At the time, I’d planned to write a story about the illicit romance between yours truly and hers, but every time I got a chance to husband myself to her while hers was off teaching English Lit we sort of got paralyzed with need and imminence, and hung around the kitchen intellectualizing, unafraid to have lunch but afraid to broach the bed or related subjects while she made the goddamned tunafish sandwich and I sat there cursing the fundament of my nonchalance, wondering if this was really only going to be what it appeared to be, i. e., lunch, and if this sort of thing happened to everybody, or even anybody, else.
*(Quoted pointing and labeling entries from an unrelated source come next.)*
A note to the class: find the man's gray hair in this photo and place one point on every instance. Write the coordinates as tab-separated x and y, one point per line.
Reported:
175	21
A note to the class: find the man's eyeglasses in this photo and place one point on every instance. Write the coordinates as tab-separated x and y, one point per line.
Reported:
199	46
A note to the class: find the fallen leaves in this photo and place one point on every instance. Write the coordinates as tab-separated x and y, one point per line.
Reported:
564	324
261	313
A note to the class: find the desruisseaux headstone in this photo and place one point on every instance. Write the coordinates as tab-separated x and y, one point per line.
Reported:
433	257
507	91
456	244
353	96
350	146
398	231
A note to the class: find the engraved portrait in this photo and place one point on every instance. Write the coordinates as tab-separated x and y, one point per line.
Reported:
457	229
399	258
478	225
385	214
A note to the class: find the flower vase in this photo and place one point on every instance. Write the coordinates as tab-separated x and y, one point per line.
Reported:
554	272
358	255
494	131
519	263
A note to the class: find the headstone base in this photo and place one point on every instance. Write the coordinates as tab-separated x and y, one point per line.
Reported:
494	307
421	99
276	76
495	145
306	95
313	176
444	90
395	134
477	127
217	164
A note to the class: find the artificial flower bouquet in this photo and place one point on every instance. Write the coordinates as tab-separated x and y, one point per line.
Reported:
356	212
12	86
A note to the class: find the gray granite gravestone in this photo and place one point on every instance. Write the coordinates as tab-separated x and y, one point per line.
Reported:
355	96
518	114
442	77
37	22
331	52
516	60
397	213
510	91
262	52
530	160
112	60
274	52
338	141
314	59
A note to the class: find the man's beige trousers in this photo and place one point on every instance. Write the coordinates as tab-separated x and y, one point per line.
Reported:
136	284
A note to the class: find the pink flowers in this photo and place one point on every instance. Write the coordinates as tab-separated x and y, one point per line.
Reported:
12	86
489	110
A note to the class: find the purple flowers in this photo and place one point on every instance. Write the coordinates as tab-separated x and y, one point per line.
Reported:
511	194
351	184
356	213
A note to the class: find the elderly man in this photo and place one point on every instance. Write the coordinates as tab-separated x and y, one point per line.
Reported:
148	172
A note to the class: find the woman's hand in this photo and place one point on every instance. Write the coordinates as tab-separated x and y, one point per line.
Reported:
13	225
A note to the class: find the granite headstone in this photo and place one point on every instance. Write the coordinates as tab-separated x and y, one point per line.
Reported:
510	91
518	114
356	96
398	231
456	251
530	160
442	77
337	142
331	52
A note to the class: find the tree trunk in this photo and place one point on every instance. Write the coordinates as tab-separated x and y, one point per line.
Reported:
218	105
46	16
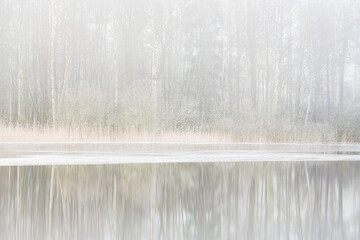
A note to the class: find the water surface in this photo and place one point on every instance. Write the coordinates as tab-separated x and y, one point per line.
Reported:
258	197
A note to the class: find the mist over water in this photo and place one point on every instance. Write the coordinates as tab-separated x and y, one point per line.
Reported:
263	200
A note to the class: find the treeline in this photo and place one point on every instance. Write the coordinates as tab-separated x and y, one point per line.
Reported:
181	65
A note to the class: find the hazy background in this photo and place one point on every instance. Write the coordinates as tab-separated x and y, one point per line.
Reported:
231	66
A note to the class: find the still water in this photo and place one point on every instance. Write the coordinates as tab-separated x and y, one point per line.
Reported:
262	198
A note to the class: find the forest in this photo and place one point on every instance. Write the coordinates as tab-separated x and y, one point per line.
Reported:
253	70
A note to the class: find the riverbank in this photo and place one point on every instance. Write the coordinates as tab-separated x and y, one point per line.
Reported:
310	134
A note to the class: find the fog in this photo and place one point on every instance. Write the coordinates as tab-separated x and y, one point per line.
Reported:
262	67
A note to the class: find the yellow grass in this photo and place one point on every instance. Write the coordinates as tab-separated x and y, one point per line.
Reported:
62	134
87	134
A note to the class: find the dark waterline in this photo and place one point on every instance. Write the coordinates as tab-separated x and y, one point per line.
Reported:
263	200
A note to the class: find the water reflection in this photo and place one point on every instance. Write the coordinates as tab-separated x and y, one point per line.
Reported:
182	201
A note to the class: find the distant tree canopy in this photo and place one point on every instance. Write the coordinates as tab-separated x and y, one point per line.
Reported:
181	64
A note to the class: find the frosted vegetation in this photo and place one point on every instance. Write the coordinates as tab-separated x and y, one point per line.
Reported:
253	70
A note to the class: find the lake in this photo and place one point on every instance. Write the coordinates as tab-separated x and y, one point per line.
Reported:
179	191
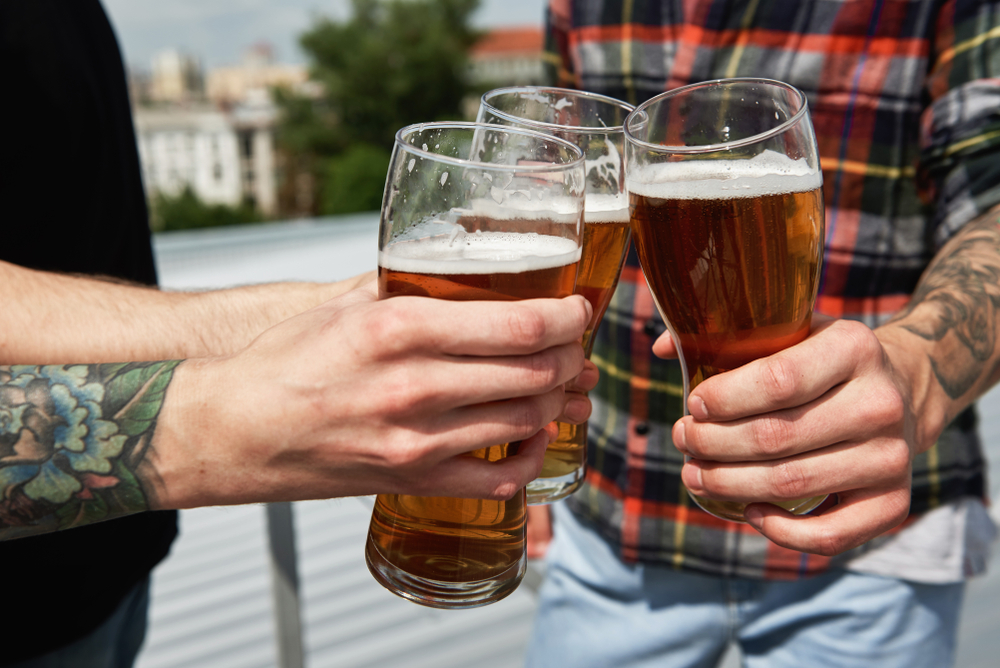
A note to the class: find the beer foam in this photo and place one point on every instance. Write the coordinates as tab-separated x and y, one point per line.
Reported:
769	173
478	253
553	209
604	208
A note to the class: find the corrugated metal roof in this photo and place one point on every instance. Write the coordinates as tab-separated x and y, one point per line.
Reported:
211	604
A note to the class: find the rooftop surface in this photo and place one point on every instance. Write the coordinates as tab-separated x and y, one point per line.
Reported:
211	598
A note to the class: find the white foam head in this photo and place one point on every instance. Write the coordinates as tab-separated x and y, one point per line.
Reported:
769	173
604	208
478	253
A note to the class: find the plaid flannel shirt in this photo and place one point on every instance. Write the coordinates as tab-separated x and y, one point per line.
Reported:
906	107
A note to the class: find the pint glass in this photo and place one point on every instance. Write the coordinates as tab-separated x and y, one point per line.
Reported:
594	123
727	215
470	212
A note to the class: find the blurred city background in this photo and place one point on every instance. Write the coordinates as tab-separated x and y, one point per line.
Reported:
264	130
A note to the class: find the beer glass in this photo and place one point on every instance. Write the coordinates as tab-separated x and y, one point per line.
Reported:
481	212
594	123
726	209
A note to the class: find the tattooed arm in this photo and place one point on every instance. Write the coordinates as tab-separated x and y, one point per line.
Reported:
847	410
92	320
352	397
946	337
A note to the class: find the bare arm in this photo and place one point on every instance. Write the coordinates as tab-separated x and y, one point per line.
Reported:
54	318
352	397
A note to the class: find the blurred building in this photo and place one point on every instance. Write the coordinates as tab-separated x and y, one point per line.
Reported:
257	73
508	57
176	77
224	157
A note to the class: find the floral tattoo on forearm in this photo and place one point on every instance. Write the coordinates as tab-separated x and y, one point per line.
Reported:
956	304
74	442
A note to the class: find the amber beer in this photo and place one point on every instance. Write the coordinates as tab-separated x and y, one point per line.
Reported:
605	238
731	252
422	541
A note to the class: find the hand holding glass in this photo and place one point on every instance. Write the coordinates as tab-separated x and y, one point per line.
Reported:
594	123
727	215
470	212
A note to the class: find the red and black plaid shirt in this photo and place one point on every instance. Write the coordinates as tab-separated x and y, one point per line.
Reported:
906	107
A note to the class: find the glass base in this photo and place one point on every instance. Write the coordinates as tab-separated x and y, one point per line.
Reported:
548	490
438	594
733	510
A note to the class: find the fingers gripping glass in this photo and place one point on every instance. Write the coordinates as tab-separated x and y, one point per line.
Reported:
470	212
727	215
594	123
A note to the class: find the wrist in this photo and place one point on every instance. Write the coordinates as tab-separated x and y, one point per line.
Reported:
928	408
190	440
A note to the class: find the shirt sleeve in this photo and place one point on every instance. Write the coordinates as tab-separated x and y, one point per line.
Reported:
960	129
557	60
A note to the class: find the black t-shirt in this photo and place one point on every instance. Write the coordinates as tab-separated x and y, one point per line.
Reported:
71	200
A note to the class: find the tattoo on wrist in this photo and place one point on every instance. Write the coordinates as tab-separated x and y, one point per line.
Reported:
956	304
74	441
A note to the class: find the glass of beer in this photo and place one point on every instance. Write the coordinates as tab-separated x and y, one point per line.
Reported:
726	205
470	212
594	123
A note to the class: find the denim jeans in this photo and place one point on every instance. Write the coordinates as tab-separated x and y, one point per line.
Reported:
597	612
114	644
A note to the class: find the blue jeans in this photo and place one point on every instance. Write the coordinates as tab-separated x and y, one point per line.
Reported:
114	644
596	611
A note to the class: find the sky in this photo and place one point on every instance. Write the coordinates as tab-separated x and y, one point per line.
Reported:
219	31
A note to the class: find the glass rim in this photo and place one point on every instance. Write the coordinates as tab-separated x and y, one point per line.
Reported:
403	133
609	129
736	143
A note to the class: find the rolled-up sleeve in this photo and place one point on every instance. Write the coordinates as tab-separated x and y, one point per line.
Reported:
559	70
960	129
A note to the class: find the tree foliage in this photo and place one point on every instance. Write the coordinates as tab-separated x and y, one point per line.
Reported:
186	211
392	63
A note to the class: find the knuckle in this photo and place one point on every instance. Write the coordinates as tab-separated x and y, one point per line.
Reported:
526	418
388	332
544	370
505	489
864	344
527	326
897	457
790	481
770	434
780	379
829	543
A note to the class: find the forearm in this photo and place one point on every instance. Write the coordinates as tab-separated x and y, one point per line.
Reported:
74	443
53	318
945	343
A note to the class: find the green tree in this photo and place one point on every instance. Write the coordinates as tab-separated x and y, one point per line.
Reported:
392	63
186	211
355	180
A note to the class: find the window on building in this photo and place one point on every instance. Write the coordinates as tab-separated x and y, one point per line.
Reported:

I also cursed the erotic muses that were lying idle with such a vast subject available, at which point Emerson would intrude with his views on the fitness, indeed absolute rightness, of the common as subject for writing, with of course Whitman not far behind rhetoricizing apostrophically to the Chicken of the Sea, then Thoreau would come rowing over wishing he’d had tuna at Walden to go with his hoecake and beans and it would get so crowded in that small kitchen that there wasn’t enough tuna to go around, so Jesus would make an appearance and do the loaves and fishes with a parable or two, but by then it was time for Existentialism 201, and the only thing accomplished was the goddamned tunafish sandwich and the miracle that she and I hadn’t even touched each other.

Time after time this happened, throughout that whole semester, with various personages attending, sometimes Carlyle or Veblen or Hamsun or Joyce or any of the hundreds of other great tuna-related minds popping into the kitchen with their bit of relevance, something to do with the sea, or dining habits, or the economics of it all; Swedenborg would lay his charts out on the table, Proust would bring madeleines and tea, stay and gossip endlessly from the couch.

Our romance, as I’d initially thought of it, was soon becalmed in a widening intellectual and spiritual sargasso that began to characterize those stolen moments, for we never knew who was going to show up, tuna being a universal sandwich having roots in aspects of culture and intellectual development as diverse as the origins of Babylonian civilization and the whereabouts of Ahab. Melville, of course, dropped in on occasion, with long riffs about what he used to have for lunch in Pittsfield between bouts with the white whale, roommate of the tunafish.